INTRODUCTION: Liver × receptors (LXRs) are members of the nuclear receptor family of ligand-dependent transcription factors and have established functions as regulators of cholesterol, glucose, and fatty acid metabolism and inflammatory responses. Published reports of anti-proliferative effects of synthetic LXR ligands on breast, prostate, ovarian, lung, skin, and colorectal cancer cells suggest that LXRs are potential targets in cancer prevention and treatment.
METHODS: To further determine the effects of LXR ligands and identify their potential mechanisms of action in breast cancer cells, we carried out microarray analysis of gene expression in four breast cancer cell lines following treatments with the synthetic LXR ligand GW3965. Differentially expressed genes were further subjected to gene ontology and pathway analyses, and their expression profiles and associations with disease parameters and outcomes were examined in clinical samples.
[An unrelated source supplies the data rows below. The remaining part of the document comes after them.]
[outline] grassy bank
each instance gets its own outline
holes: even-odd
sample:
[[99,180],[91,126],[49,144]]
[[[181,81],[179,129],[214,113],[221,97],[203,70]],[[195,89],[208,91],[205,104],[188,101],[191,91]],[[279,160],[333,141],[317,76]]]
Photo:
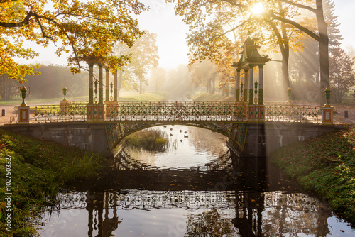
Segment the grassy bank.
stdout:
[[355,226],[355,126],[282,148],[271,160]]
[[125,138],[129,145],[151,151],[164,151],[169,143],[168,134],[153,128],[139,131]]
[[161,101],[169,95],[164,92],[151,92],[144,94],[126,94],[119,98],[120,101]]
[[[58,189],[66,183],[95,175],[104,160],[102,156],[78,148],[0,129],[0,236],[36,236],[31,221],[43,206],[55,202],[53,199]],[[6,187],[9,178],[11,190]],[[5,194],[10,192],[11,235],[4,225],[5,215],[9,213],[5,197],[9,196]]]

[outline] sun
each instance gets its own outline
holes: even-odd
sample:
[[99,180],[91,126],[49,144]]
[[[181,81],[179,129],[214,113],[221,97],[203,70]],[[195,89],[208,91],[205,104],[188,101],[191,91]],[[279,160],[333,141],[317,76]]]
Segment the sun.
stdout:
[[258,3],[251,8],[251,12],[256,15],[261,14],[264,11],[264,6],[261,3]]

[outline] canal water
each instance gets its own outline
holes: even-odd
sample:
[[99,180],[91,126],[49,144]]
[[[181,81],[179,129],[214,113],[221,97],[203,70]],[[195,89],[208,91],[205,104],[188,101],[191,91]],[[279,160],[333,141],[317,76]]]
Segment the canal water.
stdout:
[[62,190],[40,236],[355,236],[266,158],[237,158],[200,128],[154,129],[163,150],[126,147],[95,180]]

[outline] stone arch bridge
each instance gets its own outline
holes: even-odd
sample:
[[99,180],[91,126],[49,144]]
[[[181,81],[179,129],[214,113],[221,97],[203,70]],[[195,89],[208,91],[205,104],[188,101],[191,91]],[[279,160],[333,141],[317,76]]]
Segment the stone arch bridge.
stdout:
[[262,116],[255,117],[247,109],[247,104],[240,102],[118,102],[105,108],[105,121],[98,122],[88,121],[85,103],[71,102],[30,106],[28,123],[2,128],[111,154],[126,136],[139,130],[186,125],[222,133],[229,138],[230,148],[236,153],[255,156],[339,128],[324,122],[321,106],[266,104]]

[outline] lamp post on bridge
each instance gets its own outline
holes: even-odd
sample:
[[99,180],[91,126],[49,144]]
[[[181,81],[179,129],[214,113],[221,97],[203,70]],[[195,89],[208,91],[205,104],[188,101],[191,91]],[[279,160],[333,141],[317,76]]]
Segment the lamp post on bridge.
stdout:
[[[99,58],[91,57],[87,60],[89,65],[89,103],[87,105],[87,121],[88,122],[104,122],[106,119],[106,105],[104,103],[103,73],[102,63]],[[97,88],[94,91],[94,65],[99,66],[99,81],[95,80],[95,84],[99,84],[98,101],[94,99],[94,92],[95,98],[97,98]]]
[[[117,101],[117,70],[114,70],[114,83],[110,83],[109,79],[109,68],[108,65],[105,66],[106,69],[106,114],[110,114],[113,109],[116,107],[119,104]],[[110,93],[111,92],[111,93]]]
[[[236,102],[241,103],[245,107],[246,118],[250,122],[260,122],[265,121],[263,104],[263,66],[271,59],[268,56],[261,56],[256,45],[250,37],[244,41],[243,52],[239,60],[232,66],[236,70]],[[254,81],[254,67],[258,67],[258,82]],[[244,94],[240,93],[240,73],[244,72]],[[255,88],[255,91],[254,91]],[[255,98],[253,94],[255,92]],[[242,99],[242,101],[241,101]]]
[[28,124],[30,123],[30,106],[28,106],[25,102],[26,95],[30,94],[30,88],[28,89],[25,87],[21,89],[18,87],[18,94],[21,94],[22,97],[22,104],[17,108],[17,122],[18,124]]

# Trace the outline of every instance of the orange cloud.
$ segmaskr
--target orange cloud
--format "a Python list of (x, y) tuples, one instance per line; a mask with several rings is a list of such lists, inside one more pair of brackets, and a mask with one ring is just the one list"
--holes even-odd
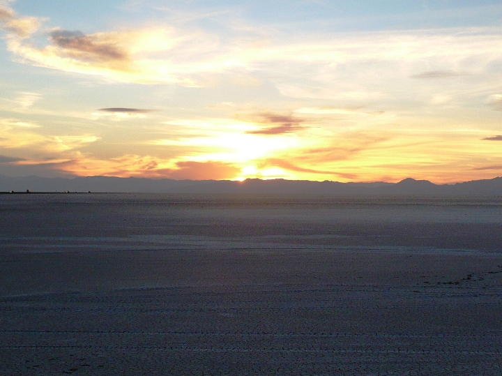
[(81, 155), (61, 162), (55, 170), (78, 176), (167, 178), (176, 180), (231, 179), (241, 169), (231, 163), (215, 161), (195, 162), (162, 160), (151, 156), (127, 155), (119, 158), (97, 159)]

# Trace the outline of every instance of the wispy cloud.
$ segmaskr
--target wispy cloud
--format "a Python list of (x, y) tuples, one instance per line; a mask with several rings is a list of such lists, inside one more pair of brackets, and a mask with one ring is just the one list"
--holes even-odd
[(489, 96), (487, 104), (495, 111), (502, 111), (502, 94)]
[(486, 140), (487, 141), (502, 141), (502, 135), (497, 135), (496, 136), (485, 137), (482, 138), (481, 140)]
[[(238, 116), (238, 119), (239, 119), (239, 116)], [(305, 128), (301, 125), (301, 123), (305, 121), (304, 119), (289, 115), (268, 113), (258, 114), (251, 116), (250, 121), (254, 123), (272, 126), (246, 131), (246, 133), (250, 135), (281, 135), (300, 130)]]
[(307, 172), (309, 174), (327, 175), (330, 176), (340, 176), (346, 179), (357, 179), (358, 176), (356, 174), (349, 174), (344, 172), (336, 172), (334, 171), (324, 171), (320, 170), (314, 170), (311, 168), (305, 168), (298, 167), (297, 165), (288, 162), (284, 159), (278, 158), (270, 158), (264, 161), (261, 161), (259, 163), (259, 166), (261, 168), (267, 167), (278, 167), (289, 171), (294, 171), (296, 172)]
[(54, 168), (79, 176), (103, 175), (121, 177), (167, 178), (176, 180), (231, 179), (241, 169), (218, 161), (171, 161), (152, 156), (126, 155), (98, 159), (82, 155), (61, 162)]
[(98, 111), (104, 112), (121, 113), (121, 114), (147, 114), (149, 112), (155, 112), (157, 110), (148, 110), (144, 108), (127, 108), (127, 107), (110, 107), (100, 108)]
[(436, 78), (450, 78), (452, 77), (459, 76), (468, 76), (470, 73), (464, 72), (455, 72), (454, 70), (429, 70), (427, 72), (423, 72), (418, 75), (413, 75), (410, 76), (411, 78), (422, 78), (426, 80), (436, 79)]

Response of E2F target genes were validated by real-time PCR, and the posited role of E2F2 in breast cancer cell proliferation was tested by RNA interference experiments.
RESULTS: We observed cell line-specific transcriptional responses as well as a set of common responsive genes. In the common responsive gene set, upregulated genes tend to function in the known metabolic effects of LXR ligands and LXRs whereas the downregulated genes mostly include those which function in cell cycle regulation, DNA replication, and other cell proliferation-related processes. Transcription factor binding site analysis of the downregulated genes revealed an enrichment of E2F binding site sequence motifs. Correspondingly, E2F2 transcript levels are downregulated following LXR ligand treatment. Knockdown of E2F2 expression, similar to LXR ligand treatment, resulted in a significant disruption of estrogen receptor positive breast cancer cell proliferation. Ligand treatment also decreased E2F2 binding to cis-regulatory regions of target genes. Hierarchical clustering of breast cancer patients based on the expression profiles of the commonly downregulated LXR ligand-responsive genes showed a strong association of these genes with patient survival.
CONCLUSIONS: Taken together, these results indicate that LXR ligands target gene networks, including those regulated by E2F family members, are critical for tumor biology and disease progression and merit further consideration as potential agents in the prevention and treatment of breast cancers.